Genauer gesagt bevorzugen wir statt des gemeinsamen Abendessens, wie du es mit einem Kollegen oder einem Kunden zu tun pflegst, die sogenannte «Sandwich-Sitzung» von elf bis dreizehn Uhr beispielsweise, die eine Mahlzeit einschliesst, aber während der auch sehr ernsthaft gearbeitet wird, da dieser Zeitraum eindeutig als Arbeitszeit verstanden wird. Dies nicht etwa im «Freestyle» – wir arbeiten tatsächlich ... Und zwar so schnell wie möglich, aber so langsam wie notwendig, um immer Qualität zu liefern.

 

Weisst du, Christoph, bevor ich damals für kurze Zeit jenseits der Saane arbeitete, hatte man mir gesagt: Die sind steif, geizig, ernst und denken nur ans Arbeiten. Was die Arbeit anbelangt ... nun ja, das stimmt: Ihr denkt tatsächlich nur ans Arbeiten. Während ich dir diese Zeilen schreibe, erinnere ich mich gerne an mein halbes Jahr in Bern, wo die Tage von der Werkstattuhr strukturiert waren, so wie deine von den Familienmahlzeiten: methodisch ... unabänderlich ... Eine Struktur, an der nicht gerüttelt wird! Für ein halbes Jahr war ich fern der französischsprachigen Niederlassung, wo wir zu Musik arbeiteten, uns abstimmten, um gemeinsam in die Pause zu gehen und zwar je nach dem Arbeitspensum, das für uns oder die anderen gerade anstand.
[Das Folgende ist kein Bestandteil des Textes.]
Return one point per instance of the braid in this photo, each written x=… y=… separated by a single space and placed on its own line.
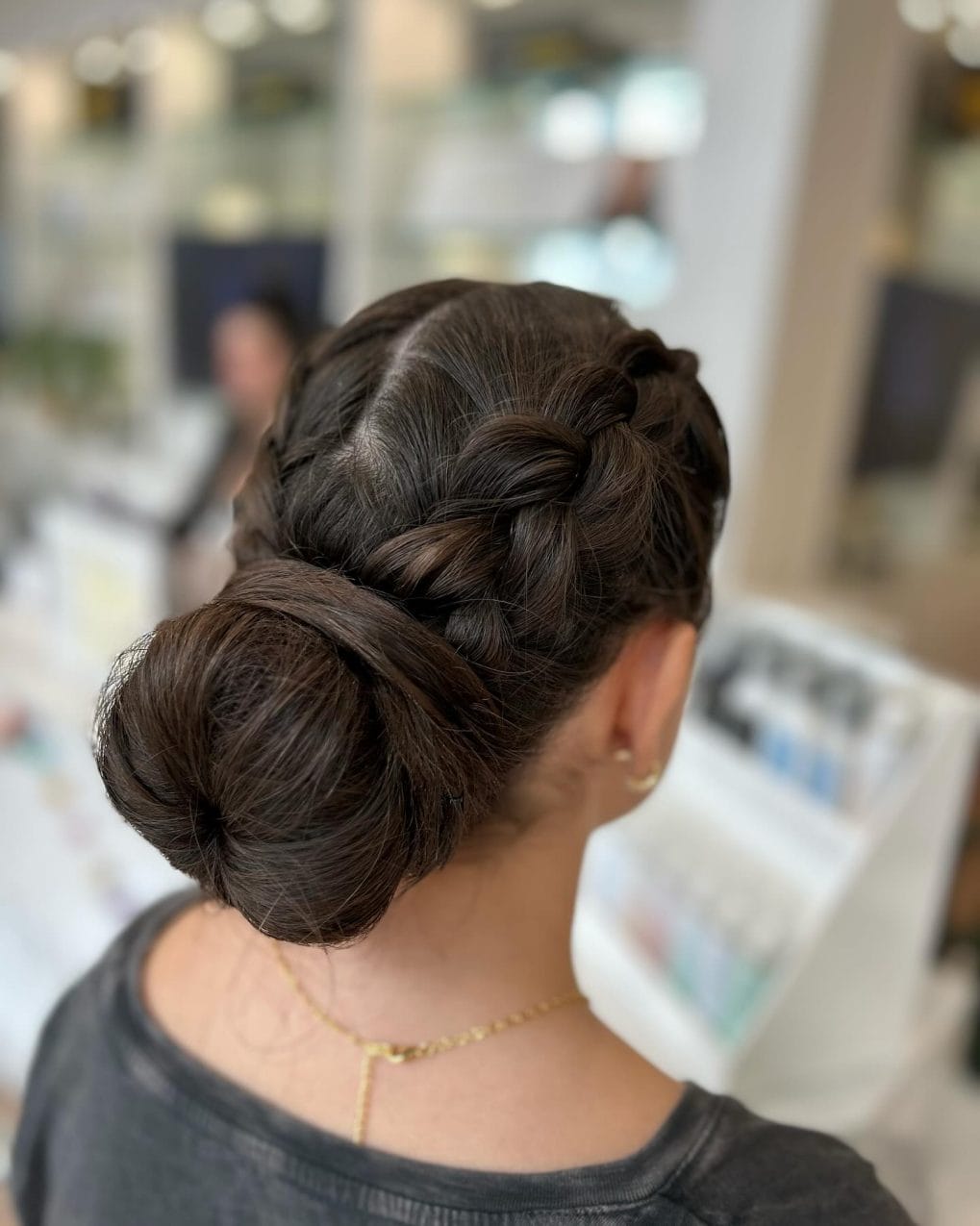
x=470 y=494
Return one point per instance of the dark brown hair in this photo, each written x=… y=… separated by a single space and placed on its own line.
x=471 y=493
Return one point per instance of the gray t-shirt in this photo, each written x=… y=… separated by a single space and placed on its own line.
x=121 y=1127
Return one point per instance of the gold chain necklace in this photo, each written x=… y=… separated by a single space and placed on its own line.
x=399 y=1053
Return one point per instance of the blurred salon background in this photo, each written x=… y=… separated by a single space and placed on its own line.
x=792 y=188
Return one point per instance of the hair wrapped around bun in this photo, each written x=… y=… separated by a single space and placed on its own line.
x=470 y=494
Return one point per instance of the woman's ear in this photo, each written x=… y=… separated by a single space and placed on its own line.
x=654 y=673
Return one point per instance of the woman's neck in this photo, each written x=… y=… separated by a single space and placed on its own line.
x=482 y=937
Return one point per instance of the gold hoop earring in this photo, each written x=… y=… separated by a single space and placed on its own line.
x=648 y=783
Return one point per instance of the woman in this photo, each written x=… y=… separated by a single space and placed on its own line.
x=253 y=346
x=472 y=558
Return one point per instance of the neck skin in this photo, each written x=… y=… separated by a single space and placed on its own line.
x=484 y=937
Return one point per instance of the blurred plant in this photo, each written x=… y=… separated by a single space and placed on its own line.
x=76 y=378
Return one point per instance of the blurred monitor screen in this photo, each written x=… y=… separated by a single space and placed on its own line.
x=926 y=341
x=209 y=276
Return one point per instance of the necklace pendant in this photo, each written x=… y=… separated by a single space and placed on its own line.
x=397 y=1053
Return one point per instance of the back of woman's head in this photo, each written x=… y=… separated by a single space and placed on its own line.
x=471 y=493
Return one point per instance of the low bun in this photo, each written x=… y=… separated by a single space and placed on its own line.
x=301 y=745
x=470 y=495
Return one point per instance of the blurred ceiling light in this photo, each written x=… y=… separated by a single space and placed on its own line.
x=659 y=112
x=143 y=49
x=574 y=125
x=963 y=43
x=233 y=22
x=98 y=62
x=10 y=69
x=923 y=14
x=301 y=16
x=966 y=12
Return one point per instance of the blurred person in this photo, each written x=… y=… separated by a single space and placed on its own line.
x=472 y=560
x=253 y=346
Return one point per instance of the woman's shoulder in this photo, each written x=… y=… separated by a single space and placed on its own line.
x=86 y=1030
x=748 y=1169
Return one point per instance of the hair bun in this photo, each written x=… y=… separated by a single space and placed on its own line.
x=301 y=747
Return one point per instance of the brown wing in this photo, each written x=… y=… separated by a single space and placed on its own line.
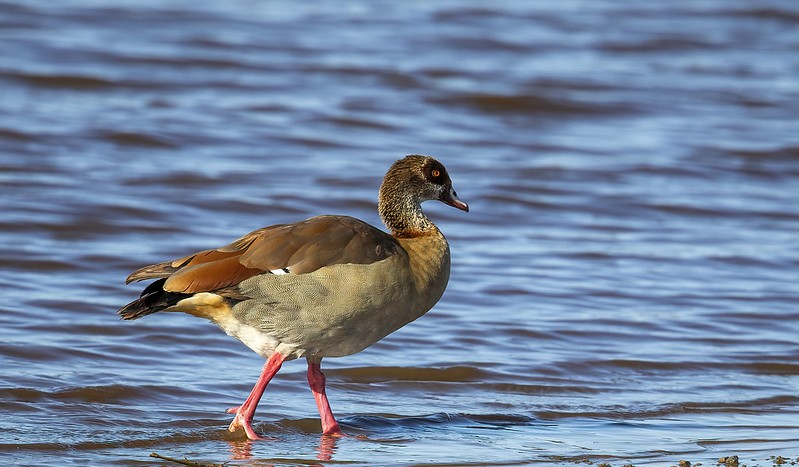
x=299 y=248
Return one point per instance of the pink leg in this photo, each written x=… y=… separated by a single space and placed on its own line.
x=316 y=380
x=245 y=411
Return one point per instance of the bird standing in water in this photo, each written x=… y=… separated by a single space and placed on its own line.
x=328 y=286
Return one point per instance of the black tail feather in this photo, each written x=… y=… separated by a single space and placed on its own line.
x=152 y=300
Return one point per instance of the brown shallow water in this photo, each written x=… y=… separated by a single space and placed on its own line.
x=625 y=289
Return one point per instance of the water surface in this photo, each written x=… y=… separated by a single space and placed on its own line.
x=624 y=289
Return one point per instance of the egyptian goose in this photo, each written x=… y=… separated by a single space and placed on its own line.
x=328 y=286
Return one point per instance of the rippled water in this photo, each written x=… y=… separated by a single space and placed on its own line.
x=625 y=289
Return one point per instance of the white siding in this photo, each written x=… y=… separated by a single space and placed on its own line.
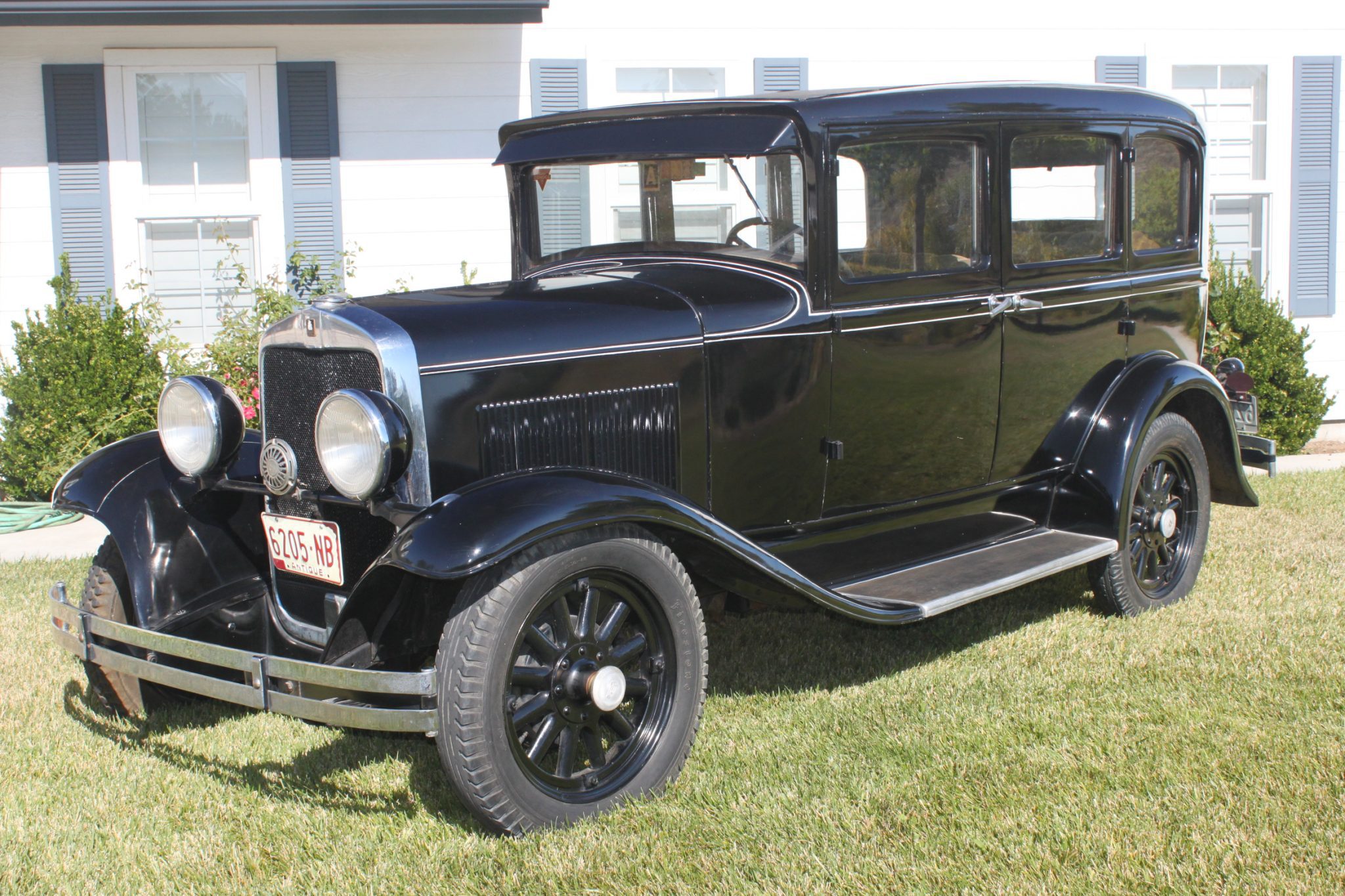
x=420 y=105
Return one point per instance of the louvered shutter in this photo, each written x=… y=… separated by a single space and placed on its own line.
x=1121 y=70
x=1312 y=242
x=310 y=150
x=558 y=85
x=77 y=158
x=774 y=75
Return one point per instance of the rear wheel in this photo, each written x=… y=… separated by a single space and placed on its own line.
x=1168 y=523
x=571 y=679
x=108 y=594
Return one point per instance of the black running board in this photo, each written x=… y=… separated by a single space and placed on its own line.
x=930 y=589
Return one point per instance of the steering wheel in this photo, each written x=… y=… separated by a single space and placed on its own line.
x=738 y=228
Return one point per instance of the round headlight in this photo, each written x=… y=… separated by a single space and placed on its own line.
x=201 y=423
x=362 y=442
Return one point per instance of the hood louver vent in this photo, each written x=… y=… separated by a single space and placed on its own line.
x=631 y=431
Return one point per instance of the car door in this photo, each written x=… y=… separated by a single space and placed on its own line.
x=916 y=337
x=1066 y=277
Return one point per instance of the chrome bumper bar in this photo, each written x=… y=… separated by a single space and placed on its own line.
x=76 y=629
Und wenn sich die Pause dann um zwei oder drei Minuten verlängerte, so kompensierten wir das direkt.

 

Stell dir nur für einen Moment meine ersten Tage vor: Ein Büro und eine Werkstatt, in denen vor halb acht eine klösterliche Stille herrschte. Da arbeiteten wir, als ein einziger Mann und ohne ein Wort, bis neun Uhr.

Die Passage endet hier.